\( \newcommand{\water}{{\rm H_{2}O}} \newcommand{\R}{\mathbb{R}} \newcommand{\N}{\mathbb{N}} \newcommand{\Z}{\mathbb{Z}} \newcommand{\Q}{\mathbb{Q}} \newcommand{\E}{\mathbb{E}} \newcommand{\d}{\mathop{}\!\mathrm{d}} \newcommand{\grad}{\nabla} \newcommand{\T}{^\text{T}} \newcommand{\mathbbone}{\unicode{x1D7D9}} \renewcommand{\:}{\enspace} \DeclareMathOperator*{\argmax}{arg\,max} \DeclareMathOperator*{\argmin}{arg\,min} \DeclareMathOperator{\Tr}{Tr} \newcommand{\norm}[1]{\lVert #1\rVert} \newcommand{\KL}[2]{ \text{KL}\left(\left.\rule{0pt}{10pt} #1 \; \right\| \; #2 \right) } \newcommand{\slashfrac}[2]{\left.#1\middle/#2\right.} \)

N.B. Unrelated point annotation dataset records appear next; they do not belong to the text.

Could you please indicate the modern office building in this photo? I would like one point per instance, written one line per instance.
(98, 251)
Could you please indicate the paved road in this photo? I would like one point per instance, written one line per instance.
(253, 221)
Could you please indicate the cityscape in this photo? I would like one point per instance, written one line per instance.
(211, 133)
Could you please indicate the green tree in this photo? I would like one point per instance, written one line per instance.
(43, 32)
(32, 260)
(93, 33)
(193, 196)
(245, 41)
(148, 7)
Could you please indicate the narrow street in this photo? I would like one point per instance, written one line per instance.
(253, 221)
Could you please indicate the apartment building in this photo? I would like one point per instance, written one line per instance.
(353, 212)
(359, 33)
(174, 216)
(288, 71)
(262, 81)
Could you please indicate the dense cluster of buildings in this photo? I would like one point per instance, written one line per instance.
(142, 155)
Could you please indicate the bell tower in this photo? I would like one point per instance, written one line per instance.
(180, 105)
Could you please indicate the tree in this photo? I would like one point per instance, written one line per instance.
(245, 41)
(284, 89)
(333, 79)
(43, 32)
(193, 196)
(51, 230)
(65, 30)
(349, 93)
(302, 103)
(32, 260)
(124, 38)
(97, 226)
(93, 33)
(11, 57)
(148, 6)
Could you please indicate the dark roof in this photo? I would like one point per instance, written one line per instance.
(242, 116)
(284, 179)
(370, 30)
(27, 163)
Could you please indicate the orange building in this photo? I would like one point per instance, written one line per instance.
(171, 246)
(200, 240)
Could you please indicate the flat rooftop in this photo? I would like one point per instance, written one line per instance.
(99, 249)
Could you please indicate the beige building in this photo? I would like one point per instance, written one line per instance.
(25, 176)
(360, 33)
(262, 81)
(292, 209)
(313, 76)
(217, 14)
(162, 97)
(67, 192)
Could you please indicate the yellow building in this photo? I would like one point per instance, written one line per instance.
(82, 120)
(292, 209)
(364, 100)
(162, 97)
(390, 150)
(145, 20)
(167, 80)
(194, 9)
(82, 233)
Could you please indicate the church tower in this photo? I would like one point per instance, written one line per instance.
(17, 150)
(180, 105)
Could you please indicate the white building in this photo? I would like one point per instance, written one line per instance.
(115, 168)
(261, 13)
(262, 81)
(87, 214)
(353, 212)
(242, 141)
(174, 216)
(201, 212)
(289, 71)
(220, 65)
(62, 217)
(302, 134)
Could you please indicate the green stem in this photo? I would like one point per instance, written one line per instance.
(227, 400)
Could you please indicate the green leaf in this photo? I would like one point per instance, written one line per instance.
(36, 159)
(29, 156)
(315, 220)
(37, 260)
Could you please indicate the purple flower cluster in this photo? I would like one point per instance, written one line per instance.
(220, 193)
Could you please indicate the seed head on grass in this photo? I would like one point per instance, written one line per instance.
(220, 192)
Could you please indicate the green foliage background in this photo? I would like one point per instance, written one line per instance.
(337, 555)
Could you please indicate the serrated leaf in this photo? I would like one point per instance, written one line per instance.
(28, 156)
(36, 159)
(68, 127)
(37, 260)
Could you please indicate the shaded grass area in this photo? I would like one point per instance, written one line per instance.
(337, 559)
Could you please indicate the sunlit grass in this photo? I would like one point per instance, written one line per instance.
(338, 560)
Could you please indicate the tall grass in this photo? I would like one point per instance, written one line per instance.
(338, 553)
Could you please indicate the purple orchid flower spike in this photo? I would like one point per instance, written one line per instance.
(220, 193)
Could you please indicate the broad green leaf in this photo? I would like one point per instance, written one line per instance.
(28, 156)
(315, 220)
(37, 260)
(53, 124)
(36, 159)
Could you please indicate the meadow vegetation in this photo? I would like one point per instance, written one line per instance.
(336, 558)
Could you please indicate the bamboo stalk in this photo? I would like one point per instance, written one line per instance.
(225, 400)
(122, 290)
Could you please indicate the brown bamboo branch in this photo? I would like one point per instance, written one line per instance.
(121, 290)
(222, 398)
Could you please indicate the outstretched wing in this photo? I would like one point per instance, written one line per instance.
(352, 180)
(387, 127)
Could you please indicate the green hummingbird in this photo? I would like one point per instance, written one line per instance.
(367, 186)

Score function estimator: A Monte Carlo gradient estimator

Problem

Suppose you have to compute the gradient of an expectation:

\[ \nabla_\phi \; \mathbb{E}_{q_\phi(z)} \big[ f(z) \big] \]

where, problematically, the gradient \(\nabla_\phi\) is with respect to the parameters of the distribution \(q_\phi(z)\), so we cannot bring the gradient into the expectation.

Idea for solution

The score function estimator is the naive way to transform the problematic gradient above into an expectation that is easy to compute. It is called so because of the score function \(\; S_n (\theta) = \nabla_\theta \, \sum_{i=1}^n \log p(x_i \,|\, \theta) \;\).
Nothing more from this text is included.